Thursday 6 November 2008

Hormones...

It's 8:45 in the morning & already I've been on an emotional roller coaster & I feel the need to share. So as I'm on my own with a 20month old... The blog gets it!!

 I woke up feeling like I wanted to cry... Maybe because Rebekah was crying at 5:45, then went back to sleep but unfortunately I could not. I was tossing & turning, just couldn't get comfortable. All the pregnancy books say "sleep on your side, not on your back". Guess how I'm most comfortable... Yep, my back or my front. I can still get away with sleeping on my tummy but this morning I needed a wee.  So after getting up & sneaking across the landing (so as not to wake the sleeping toddler), I got back in bed & hoped for sleep. No such luck!! Why can't you sleep when you're so tired?? Tom got up for work and I was all on my own

Anyway I decided to take advantage of time on my own, spread out in the bed & stuck on a dvd (a chick flick)... Bad move. I spent most of it on the verge of tears thinking 'am I going crazy? what's wrong with me?' I persuaded myself this type of behavior is totally normal for a pregnant/hormonal lady, finished the film & came downstairs & turned on the laptop.
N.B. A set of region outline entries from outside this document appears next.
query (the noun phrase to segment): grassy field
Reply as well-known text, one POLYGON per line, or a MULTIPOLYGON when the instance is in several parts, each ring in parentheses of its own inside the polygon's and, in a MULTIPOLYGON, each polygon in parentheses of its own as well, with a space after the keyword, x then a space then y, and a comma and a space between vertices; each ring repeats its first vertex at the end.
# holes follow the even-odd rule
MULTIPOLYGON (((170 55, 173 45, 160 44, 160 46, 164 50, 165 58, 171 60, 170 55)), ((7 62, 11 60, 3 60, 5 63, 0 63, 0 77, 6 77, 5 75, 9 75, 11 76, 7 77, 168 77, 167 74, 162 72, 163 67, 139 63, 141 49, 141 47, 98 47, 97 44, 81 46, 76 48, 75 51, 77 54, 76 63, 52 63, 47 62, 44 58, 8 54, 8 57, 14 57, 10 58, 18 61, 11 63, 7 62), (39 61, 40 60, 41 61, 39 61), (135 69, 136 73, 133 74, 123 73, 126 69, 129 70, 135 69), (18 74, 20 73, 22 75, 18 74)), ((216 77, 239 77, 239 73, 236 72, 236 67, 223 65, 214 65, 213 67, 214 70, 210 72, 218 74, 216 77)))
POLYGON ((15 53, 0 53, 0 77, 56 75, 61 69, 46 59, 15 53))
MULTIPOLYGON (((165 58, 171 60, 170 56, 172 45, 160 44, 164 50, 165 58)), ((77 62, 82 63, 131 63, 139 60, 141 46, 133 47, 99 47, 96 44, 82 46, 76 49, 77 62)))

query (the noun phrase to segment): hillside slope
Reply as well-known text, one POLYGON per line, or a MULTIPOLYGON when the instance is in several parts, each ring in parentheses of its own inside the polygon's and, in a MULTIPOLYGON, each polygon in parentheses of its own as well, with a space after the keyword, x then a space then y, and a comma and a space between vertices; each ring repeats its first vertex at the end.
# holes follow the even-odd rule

My friend Liz started a blog yesterday & so I read her first post. Again I wanted to cry!!! It certainly wasn't sad & by this stage I was starting to get worried... 'Will I be like this all day?... Hope I don't burst into tears when I'm out... What will Rebekah think if her Mummy keeps crying?' To be fair I shouldn't worry about the latter as she usually thinks it's hilarious.  Anyway at that point I heard my beautiful girl waking up. 

When I got in her room, picked her up & heard 'hello mummy' I melted with pure joy & felt anything but tearful. I thought I mist be 'cured'!!! To be fair, who wouldn't melt at this face...

Beautiful girl!!!

However, I wasn't 'cured' and in the last half hour I've laughed with Rebekah, snapped at her, apologised & had lots of kisses & cuddles.  I'm not sure a hormonal Mummy & strong-willed toddler is a good combination but we will make the best of it! I love my girl so much &  I hate being grumpy with her!! 

I wonder what the day ahead will bring? Can anyone relate or am I just crazy?

2 comments:

Anonymous said...

How can you say that you are no good at writting. I have just finished my third night shift and thought iwould quickly checkout facebook, i spotted your status and thought i would see what the blog was all about, once i strted reading i couldn't stop, it makes a facinating read.
As to the are you crazy post? i feel like that, most days and i'm not pregnant. I hate being grumpy with harrison, but when your shattered you don't have the same patience.
Keep up the post its a great read, also when tomorrow is a new day you will wonder what you was worried about Andrea x

Anonymous said...

Eleanor....hormonal????
Never!!!

Then again, who am I to comment. I am sure the Eleanor I knew is long gone :)

Glad to see you're blogging - keep it up!